If gardening for you is a way to reduce your carbon footprint, then perhaps also consider these 10 ways to garden in a more eco friendly way!!
1. Grow perennials!
Perennials regrow every year so you don't have to invest in new seeds each new growing season!! Examples include: bunching onions, sorrel, rhubarb, berry bushes, radicchio, kale etc.
2. Reuse water!
At CCF we reuse the water that we wash our veggies in by directing it towards our tomato greenhouse via plastic tubing. Also, try using a rain barrel!
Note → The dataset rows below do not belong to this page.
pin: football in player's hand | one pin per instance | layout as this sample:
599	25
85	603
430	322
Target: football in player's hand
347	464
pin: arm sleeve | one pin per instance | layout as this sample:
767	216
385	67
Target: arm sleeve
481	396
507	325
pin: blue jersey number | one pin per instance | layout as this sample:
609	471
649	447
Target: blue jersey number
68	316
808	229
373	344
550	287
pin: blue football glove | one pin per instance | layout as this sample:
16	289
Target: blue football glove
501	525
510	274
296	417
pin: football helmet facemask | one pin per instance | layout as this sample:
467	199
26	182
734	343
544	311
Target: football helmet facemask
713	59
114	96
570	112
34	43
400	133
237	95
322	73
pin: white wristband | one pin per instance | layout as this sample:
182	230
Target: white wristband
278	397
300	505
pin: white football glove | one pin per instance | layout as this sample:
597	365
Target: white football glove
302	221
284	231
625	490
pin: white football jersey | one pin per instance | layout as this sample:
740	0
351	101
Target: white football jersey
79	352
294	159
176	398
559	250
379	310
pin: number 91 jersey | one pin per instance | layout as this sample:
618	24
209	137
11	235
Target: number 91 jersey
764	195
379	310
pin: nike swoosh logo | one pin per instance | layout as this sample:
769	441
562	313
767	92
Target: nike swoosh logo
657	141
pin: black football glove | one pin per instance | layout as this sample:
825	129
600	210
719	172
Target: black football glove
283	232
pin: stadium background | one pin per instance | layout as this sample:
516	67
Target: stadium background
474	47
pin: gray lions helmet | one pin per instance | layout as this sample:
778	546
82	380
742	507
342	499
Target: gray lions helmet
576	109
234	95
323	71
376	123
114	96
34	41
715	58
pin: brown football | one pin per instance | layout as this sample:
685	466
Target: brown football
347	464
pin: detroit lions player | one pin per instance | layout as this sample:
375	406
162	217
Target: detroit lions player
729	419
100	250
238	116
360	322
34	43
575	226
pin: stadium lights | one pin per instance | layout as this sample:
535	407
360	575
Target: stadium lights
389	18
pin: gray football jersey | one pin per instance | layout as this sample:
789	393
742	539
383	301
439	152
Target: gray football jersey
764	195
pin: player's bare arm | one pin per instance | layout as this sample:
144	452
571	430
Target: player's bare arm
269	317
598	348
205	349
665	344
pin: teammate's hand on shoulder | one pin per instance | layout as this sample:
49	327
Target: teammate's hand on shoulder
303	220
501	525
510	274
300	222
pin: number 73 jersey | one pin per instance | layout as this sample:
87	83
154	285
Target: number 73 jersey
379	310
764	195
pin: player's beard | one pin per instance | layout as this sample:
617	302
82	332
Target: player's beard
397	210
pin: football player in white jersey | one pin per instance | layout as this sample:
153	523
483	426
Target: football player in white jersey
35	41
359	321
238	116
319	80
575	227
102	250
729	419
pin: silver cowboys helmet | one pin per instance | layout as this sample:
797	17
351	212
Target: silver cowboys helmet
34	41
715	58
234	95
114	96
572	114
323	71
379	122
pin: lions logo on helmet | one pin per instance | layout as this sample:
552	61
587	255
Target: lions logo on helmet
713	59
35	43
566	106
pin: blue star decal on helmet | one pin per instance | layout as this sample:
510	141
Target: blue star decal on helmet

3. Repurpose bottles and jars!
Have a lot of extra mason jars lying around?? You can use these to plant seedlings or for watering plants.
4. Compost
Take advantage of the decomposition of your food scraps! Just make sure to put a clothespin on your nose when you do..
5. Reuse planting flats and cells
At CCF we reuse all of our planting cells and planting flats for our seedlings. Just give your flats and cells a quick rinse before using them again!
6. Don't water your plants every day
Believe it or not some plants don't need to be watered every day. Make sure to research the needs of the plants in your garden before overwatering or under watering them..
7. Crop rotation
Track and plan where you plant certain crops in a notebook or in a google spreadsheet. This way you can have a rotation of crops that renew necessary nutrients to the soil that may have been lost in the presence of other crops.
8. Stay away from chemicals
While certain chemicals can make your plants grow faster or keep insects away, they can also seep into your water supply and offset the equilibrium of other organisms in the nearby environment. Instead, use fertilizers like Fish Emulsion, manure, bone meal, and egg shells in replacement of synthetic fertilizers.
9. Birds! Birds! More birds!!
Encourage birds to your garden by hanging up bird feeders in your garden. If you don't want to spend money on a bird feeder you can coat a pine cone in peanut butter, sprinkle it with bird seed and hang it up with string in your garden. By attracting more birds you will have fewer insect pests, like caterpillars and grubs in your garden.
10. Grow native plants
Native plants are more likely to survive in your garden than nonnative plants. Also they require less work than other plants! Woohoo!
While these 10 tips may appear to be fairly small and insignificant, they add up! Environmental change won't happen over night, but its our job to get the ball rolling. So get to it!!!